By Diane Patricia Barrett, Becketwood Member
…it was probably a gray fox. I knew it wasn’t a dog, and I knew (mostly) that it wasn’t an apparition, and it was, well, otherworldly given its appearance right in the heart of the city. And the way that its singular, muscular gray body tore through the bushes coming up from the river onto the parking lot that one day a year ago when I was walking, well, I can be forgiven, can’t I, for thinking that it was from a remote place, maybe even a timeless place?
I have come to this conclusion because of what I witnessed one Sunday morning recently. I was looking out my living room window onto a large garden area below, when I had the same startled response I had had a year ago; I saw it, the same bulky, muscular gray body streak away from the bushes it was sniffing, no doubt reconnoitering the rabbit residences in the area. Did I really see it? It was gone in a flash, and I was still partially in the dream world. Yes, I did; confirmation from a neighbor tells me so, but wanting confirmation is only an exercise of the mind’s cautionary doubting; gray fox or not, I knew that I had been present for a momentary visitation from beyond the ordinary.
What I also saw a few days later on the grounds was a pile of turkey feathers, not a fallen wing feather here and there, but the aftermath of a major plucking event by a sufficiently formidable prowler having the capacity to take down a large, meaty wild turkey.
I had not yet seen this pile of feathers, though, as I was walking earlier; no, what I saw first was a grassy fluttering, hardly noticeable, amid the trees.
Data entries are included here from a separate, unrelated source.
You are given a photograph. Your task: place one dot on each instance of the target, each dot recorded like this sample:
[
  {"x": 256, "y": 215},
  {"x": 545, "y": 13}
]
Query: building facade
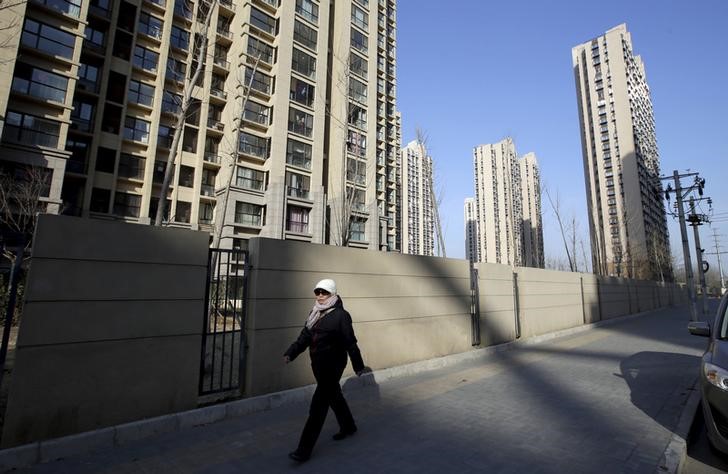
[
  {"x": 291, "y": 133},
  {"x": 627, "y": 222},
  {"x": 507, "y": 233},
  {"x": 532, "y": 228},
  {"x": 418, "y": 225}
]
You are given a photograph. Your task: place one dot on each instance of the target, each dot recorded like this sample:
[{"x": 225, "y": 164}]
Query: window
[
  {"x": 260, "y": 82},
  {"x": 131, "y": 166},
  {"x": 48, "y": 39},
  {"x": 140, "y": 93},
  {"x": 357, "y": 198},
  {"x": 88, "y": 77},
  {"x": 358, "y": 65},
  {"x": 304, "y": 34},
  {"x": 207, "y": 212},
  {"x": 30, "y": 130},
  {"x": 357, "y": 116},
  {"x": 183, "y": 211},
  {"x": 180, "y": 38},
  {"x": 171, "y": 102},
  {"x": 69, "y": 7},
  {"x": 359, "y": 41},
  {"x": 176, "y": 70},
  {"x": 304, "y": 63},
  {"x": 298, "y": 154},
  {"x": 359, "y": 17},
  {"x": 297, "y": 219},
  {"x": 122, "y": 44},
  {"x": 257, "y": 113},
  {"x": 249, "y": 178},
  {"x": 302, "y": 92},
  {"x": 357, "y": 229},
  {"x": 127, "y": 205},
  {"x": 248, "y": 214},
  {"x": 105, "y": 159},
  {"x": 356, "y": 171},
  {"x": 357, "y": 90},
  {"x": 39, "y": 83},
  {"x": 95, "y": 37},
  {"x": 82, "y": 115},
  {"x": 100, "y": 200},
  {"x": 259, "y": 49},
  {"x": 145, "y": 59},
  {"x": 116, "y": 87},
  {"x": 253, "y": 145},
  {"x": 150, "y": 25},
  {"x": 307, "y": 9},
  {"x": 300, "y": 122},
  {"x": 136, "y": 129},
  {"x": 186, "y": 176},
  {"x": 356, "y": 143},
  {"x": 298, "y": 185},
  {"x": 262, "y": 21}
]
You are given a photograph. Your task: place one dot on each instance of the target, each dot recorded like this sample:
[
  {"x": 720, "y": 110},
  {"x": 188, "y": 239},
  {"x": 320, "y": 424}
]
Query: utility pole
[
  {"x": 695, "y": 221},
  {"x": 720, "y": 265},
  {"x": 684, "y": 235}
]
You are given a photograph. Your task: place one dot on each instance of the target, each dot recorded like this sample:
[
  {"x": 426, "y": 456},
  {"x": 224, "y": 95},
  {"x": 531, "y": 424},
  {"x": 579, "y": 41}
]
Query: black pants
[{"x": 327, "y": 394}]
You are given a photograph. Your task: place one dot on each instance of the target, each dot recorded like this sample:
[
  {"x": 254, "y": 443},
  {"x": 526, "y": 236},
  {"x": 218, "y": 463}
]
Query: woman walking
[{"x": 329, "y": 336}]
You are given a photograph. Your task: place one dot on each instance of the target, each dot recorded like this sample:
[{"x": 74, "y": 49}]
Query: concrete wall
[
  {"x": 405, "y": 308},
  {"x": 110, "y": 330}
]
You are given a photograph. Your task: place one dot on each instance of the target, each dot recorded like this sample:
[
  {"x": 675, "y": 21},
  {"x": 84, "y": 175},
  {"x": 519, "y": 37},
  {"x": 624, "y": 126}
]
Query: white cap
[{"x": 326, "y": 284}]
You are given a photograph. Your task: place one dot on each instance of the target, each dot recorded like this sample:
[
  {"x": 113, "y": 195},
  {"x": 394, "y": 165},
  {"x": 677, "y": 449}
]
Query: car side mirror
[{"x": 699, "y": 328}]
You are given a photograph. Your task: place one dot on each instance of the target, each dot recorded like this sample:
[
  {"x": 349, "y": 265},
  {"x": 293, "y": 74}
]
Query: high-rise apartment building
[
  {"x": 471, "y": 230},
  {"x": 506, "y": 232},
  {"x": 627, "y": 220},
  {"x": 417, "y": 206},
  {"x": 295, "y": 110},
  {"x": 532, "y": 228}
]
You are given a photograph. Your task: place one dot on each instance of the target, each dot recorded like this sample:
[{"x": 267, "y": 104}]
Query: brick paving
[{"x": 602, "y": 400}]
When I got a little closer I realized that the gentle disturbance of the grass was the playful flurry of eight or nine fluffy, very tiny, turkey chicks, the innocence and exuberance of new life happening right there in front of me. Talk about spirits being lifted, my flagging spirits were lifted big time in an instant as I came upon this unexpected celebration. As I write this, my heart feels achingly big, big with delight, but also big with sadness in anticipation of what was to come.
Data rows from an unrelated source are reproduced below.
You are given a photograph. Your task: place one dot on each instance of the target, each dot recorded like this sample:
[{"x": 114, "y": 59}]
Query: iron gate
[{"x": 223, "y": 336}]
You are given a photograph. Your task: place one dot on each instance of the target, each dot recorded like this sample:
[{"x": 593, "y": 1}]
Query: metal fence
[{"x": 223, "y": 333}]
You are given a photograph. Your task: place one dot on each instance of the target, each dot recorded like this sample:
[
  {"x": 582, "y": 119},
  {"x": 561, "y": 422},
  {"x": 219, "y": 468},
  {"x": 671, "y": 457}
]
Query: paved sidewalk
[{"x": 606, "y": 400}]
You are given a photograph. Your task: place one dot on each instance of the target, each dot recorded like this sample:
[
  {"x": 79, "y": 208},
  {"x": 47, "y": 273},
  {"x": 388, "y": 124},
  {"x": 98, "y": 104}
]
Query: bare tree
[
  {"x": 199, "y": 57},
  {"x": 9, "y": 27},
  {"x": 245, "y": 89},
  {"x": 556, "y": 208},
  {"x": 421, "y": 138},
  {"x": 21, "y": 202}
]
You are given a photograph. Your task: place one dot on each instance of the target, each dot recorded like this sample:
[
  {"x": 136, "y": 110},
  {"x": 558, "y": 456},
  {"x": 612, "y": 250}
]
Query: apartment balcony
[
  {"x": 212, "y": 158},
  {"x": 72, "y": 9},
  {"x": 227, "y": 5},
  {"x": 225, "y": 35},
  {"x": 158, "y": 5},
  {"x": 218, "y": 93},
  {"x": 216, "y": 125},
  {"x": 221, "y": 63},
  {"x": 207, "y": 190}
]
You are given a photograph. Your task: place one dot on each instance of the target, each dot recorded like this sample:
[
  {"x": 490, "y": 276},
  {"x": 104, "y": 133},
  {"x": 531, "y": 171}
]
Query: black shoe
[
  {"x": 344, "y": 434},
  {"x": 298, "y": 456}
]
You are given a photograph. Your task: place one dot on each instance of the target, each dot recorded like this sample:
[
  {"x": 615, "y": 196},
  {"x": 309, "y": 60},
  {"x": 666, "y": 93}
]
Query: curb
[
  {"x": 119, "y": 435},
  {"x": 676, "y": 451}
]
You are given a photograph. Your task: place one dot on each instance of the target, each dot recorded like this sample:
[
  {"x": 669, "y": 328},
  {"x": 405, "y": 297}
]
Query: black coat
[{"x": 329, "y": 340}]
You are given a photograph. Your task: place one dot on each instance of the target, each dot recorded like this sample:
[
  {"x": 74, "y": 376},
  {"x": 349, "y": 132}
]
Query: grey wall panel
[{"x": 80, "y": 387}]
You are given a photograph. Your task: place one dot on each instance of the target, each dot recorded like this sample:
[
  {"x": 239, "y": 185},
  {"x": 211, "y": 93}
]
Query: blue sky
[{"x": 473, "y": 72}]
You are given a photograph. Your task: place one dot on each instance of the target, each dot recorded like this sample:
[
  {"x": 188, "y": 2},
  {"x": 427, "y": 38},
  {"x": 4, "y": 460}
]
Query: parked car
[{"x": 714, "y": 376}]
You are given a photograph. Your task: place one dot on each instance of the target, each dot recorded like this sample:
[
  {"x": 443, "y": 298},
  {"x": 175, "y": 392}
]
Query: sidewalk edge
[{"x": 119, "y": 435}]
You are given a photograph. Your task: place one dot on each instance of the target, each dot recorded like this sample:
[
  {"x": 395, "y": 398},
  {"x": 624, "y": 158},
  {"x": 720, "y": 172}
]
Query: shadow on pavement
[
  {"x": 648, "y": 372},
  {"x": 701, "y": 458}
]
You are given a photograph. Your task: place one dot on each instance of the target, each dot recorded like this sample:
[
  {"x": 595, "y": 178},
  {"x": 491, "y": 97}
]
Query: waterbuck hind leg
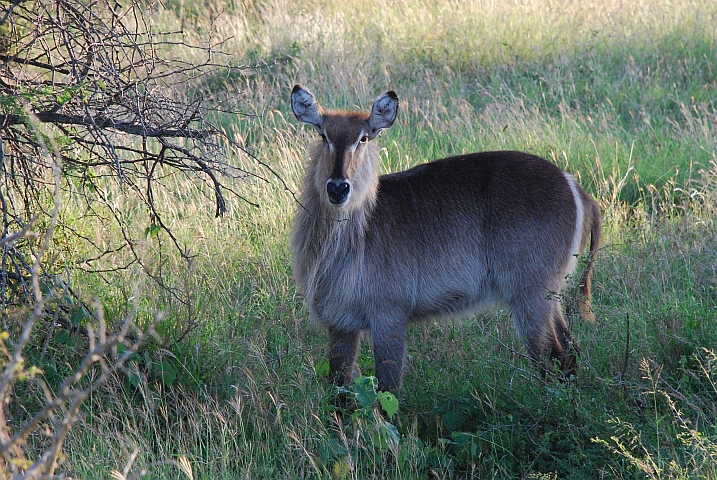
[
  {"x": 568, "y": 352},
  {"x": 548, "y": 339},
  {"x": 389, "y": 347},
  {"x": 342, "y": 357}
]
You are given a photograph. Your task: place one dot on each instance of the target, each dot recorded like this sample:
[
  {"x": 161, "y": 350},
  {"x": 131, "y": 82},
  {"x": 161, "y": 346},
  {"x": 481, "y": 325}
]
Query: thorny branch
[{"x": 122, "y": 103}]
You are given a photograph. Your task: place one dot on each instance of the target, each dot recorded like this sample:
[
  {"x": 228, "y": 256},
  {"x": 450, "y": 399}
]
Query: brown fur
[{"x": 442, "y": 238}]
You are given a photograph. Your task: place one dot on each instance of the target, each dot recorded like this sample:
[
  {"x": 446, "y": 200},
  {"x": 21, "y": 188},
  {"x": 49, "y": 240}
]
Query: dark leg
[
  {"x": 389, "y": 347},
  {"x": 547, "y": 336},
  {"x": 568, "y": 350},
  {"x": 342, "y": 358}
]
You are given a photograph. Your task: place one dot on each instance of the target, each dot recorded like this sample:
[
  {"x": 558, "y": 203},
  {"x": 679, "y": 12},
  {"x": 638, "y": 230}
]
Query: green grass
[{"x": 623, "y": 94}]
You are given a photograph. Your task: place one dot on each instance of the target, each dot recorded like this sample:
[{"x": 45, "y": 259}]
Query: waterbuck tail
[{"x": 593, "y": 227}]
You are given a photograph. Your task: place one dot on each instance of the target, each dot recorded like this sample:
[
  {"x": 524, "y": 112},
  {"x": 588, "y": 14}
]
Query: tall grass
[{"x": 623, "y": 94}]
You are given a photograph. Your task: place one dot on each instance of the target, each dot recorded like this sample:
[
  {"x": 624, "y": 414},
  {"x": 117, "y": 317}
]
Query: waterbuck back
[{"x": 376, "y": 252}]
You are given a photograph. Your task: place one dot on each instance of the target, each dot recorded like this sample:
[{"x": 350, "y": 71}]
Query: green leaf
[
  {"x": 365, "y": 390},
  {"x": 322, "y": 368},
  {"x": 62, "y": 337},
  {"x": 389, "y": 403}
]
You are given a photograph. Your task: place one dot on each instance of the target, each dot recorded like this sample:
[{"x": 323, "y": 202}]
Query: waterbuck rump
[{"x": 376, "y": 252}]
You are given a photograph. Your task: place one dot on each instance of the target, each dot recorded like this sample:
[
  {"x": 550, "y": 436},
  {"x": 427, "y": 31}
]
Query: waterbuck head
[{"x": 345, "y": 162}]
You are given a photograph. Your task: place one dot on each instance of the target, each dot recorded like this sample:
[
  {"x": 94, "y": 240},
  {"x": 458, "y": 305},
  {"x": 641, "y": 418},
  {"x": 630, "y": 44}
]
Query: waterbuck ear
[
  {"x": 383, "y": 112},
  {"x": 306, "y": 108}
]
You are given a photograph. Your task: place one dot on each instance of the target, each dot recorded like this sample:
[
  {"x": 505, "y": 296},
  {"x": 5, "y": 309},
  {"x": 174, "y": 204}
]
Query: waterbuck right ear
[
  {"x": 305, "y": 107},
  {"x": 383, "y": 112}
]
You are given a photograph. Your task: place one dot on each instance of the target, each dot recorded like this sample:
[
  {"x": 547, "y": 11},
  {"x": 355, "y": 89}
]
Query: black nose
[{"x": 338, "y": 191}]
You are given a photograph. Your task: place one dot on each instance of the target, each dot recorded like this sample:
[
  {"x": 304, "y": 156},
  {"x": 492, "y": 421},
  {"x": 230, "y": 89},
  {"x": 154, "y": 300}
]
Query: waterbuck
[{"x": 376, "y": 252}]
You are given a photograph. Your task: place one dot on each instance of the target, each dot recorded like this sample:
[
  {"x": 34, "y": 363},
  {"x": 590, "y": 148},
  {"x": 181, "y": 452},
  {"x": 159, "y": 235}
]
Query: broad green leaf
[{"x": 389, "y": 403}]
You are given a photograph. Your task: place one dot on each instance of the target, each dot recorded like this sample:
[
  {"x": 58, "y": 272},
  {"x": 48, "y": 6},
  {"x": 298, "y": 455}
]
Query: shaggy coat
[{"x": 376, "y": 252}]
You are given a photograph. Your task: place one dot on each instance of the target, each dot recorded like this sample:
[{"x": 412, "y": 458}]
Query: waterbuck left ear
[
  {"x": 383, "y": 112},
  {"x": 306, "y": 108}
]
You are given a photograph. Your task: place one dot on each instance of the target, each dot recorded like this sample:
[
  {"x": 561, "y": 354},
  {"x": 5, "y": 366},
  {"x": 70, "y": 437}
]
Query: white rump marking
[{"x": 579, "y": 219}]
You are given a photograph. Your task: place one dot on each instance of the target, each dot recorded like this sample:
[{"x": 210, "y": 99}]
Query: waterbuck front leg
[
  {"x": 342, "y": 357},
  {"x": 389, "y": 349}
]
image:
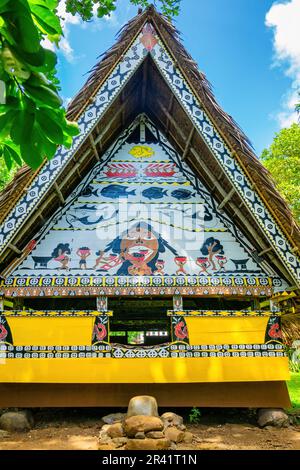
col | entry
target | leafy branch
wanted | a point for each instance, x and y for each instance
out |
(32, 119)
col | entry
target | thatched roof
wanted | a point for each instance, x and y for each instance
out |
(156, 108)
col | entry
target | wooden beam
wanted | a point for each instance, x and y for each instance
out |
(145, 82)
(14, 248)
(226, 199)
(168, 111)
(188, 143)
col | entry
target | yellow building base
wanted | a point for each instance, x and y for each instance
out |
(239, 394)
(145, 370)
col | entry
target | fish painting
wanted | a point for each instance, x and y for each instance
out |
(154, 193)
(181, 194)
(115, 191)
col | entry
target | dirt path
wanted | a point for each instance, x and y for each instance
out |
(69, 430)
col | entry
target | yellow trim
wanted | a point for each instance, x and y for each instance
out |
(145, 370)
(54, 313)
(48, 331)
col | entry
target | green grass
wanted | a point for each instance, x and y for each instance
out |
(294, 390)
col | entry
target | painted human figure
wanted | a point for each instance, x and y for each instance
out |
(203, 263)
(139, 250)
(160, 264)
(139, 247)
(180, 261)
(60, 254)
(83, 253)
(106, 262)
(211, 248)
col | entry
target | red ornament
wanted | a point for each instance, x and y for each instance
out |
(148, 39)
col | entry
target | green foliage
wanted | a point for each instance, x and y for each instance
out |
(6, 174)
(194, 416)
(282, 159)
(105, 7)
(294, 390)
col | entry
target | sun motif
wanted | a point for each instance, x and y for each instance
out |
(141, 151)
Boy, those baby chicks can boogie, amazing given their wee little skinny legs that look as though they could hardly hold up a blade of grass, let alone scamper full throttle into the nearby bushes, which is what they did. They went en masse, no laggards, following some kind of instinctual directive, I guess, initiated by what, who knows. It was at this point that the thought came to me that I had not seen the mamma, rather unusual; the mamma is always close by, watching for potential danger, teaching the ways of wild turkey life, coaxing the shy chicks, scolding those of a wayward disposition. I began to feel an inkling of dread, always held in reserve, beginning to inch its way forward.
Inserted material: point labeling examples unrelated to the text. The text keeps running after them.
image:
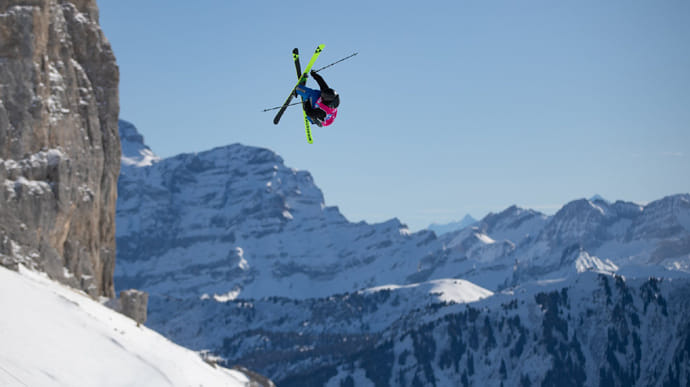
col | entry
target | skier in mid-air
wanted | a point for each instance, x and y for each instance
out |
(321, 106)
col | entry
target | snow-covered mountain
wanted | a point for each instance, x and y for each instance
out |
(587, 330)
(242, 257)
(52, 335)
(445, 228)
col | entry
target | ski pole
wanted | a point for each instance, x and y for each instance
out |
(325, 67)
(278, 107)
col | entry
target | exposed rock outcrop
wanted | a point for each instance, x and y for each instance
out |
(59, 145)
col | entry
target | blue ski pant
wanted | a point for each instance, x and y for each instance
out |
(309, 94)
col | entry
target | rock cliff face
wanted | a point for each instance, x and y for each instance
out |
(59, 145)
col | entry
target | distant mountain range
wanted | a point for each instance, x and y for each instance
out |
(241, 256)
(441, 229)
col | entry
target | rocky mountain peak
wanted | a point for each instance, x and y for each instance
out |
(134, 151)
(59, 145)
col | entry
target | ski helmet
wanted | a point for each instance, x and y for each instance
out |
(331, 98)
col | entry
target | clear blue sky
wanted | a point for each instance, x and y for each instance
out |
(451, 107)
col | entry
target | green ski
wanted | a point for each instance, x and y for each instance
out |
(298, 67)
(303, 77)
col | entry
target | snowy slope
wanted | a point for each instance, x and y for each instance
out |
(241, 256)
(445, 228)
(51, 335)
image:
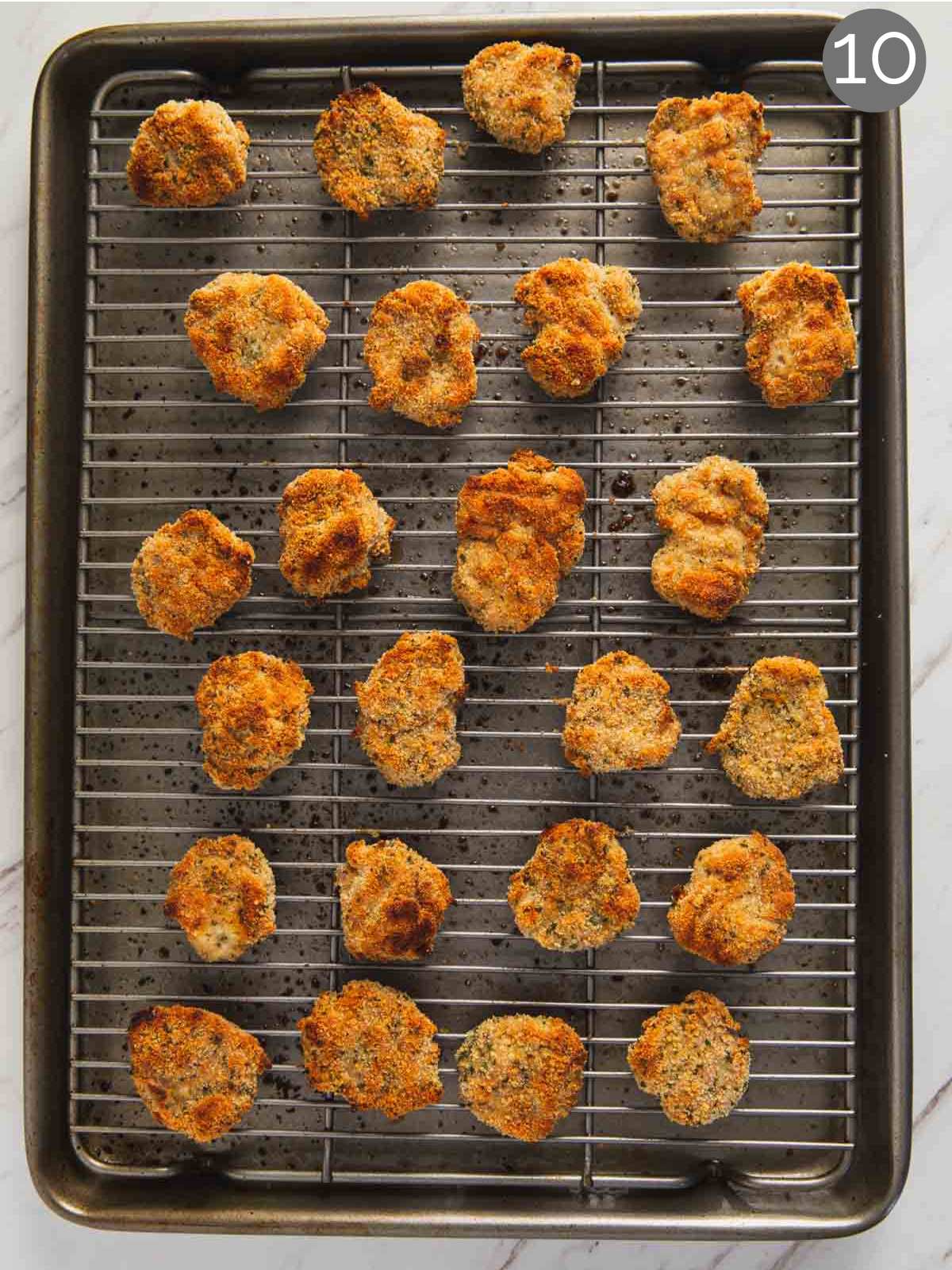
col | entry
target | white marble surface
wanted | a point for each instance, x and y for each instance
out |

I continued walking around the grounds, savoring the sweet summer breeze, the area of native flowers and green growth, the squirrels going about their busy business, the buzz of insects and bees, bird call and response, in other words, the ordinary business of living. I did wander through the bushes where the baby chicks were taking shelter, still feeling a niggling of apprehension, but they were well hidden, and I didn’t want to scare them anyway.
Continuing my late afternoon walk, it was then that I came upon the pile of turkey feathers. No carcass, just the generous bundle that was obviously the remnants of mamma turkey. Oh boy, this is not good; I kept seeing the sweet innocence of those babes. Sure, it could be that the gray fox who I’m convinced was the culprit, took the de-feathered mama carcass to her den to feed her own babies...and, sure, the sight that I once had of a red fox streaking across the lawn of one of those mansions on Summit Avenue with a rabbit in its mouth, the legs pitifully dangling, was surely awesome in its own way, the usually elusive fox in plain view, so self-assured of its power and purpose...but still, those fuzzy balls of eager new life.
In the next day or two, I hoped fervently that a stray turkey hen would come along and foster the chicks; they sometimes do that, I’ve been told. I soon despaired, however, when I saw several large black birds, the ones who make those ominous, piercing cawing sounds, perched in the tree near the bushy enclosure to which the chicks had previously retreated. It was clear what they were there for.
So, their lives hardly having begun, this is the way it ended for the chicks, the kind of ending that is routinely repeated over and over again in the course of a day in this world. The way of life--for some, sadly, much sooner than for others. For the survivors, except for the human sort, no survivor’s guilt, just the instinctive desire to move full throttle into the expression of the life that has been given. This is the bitter-sweet truth of it.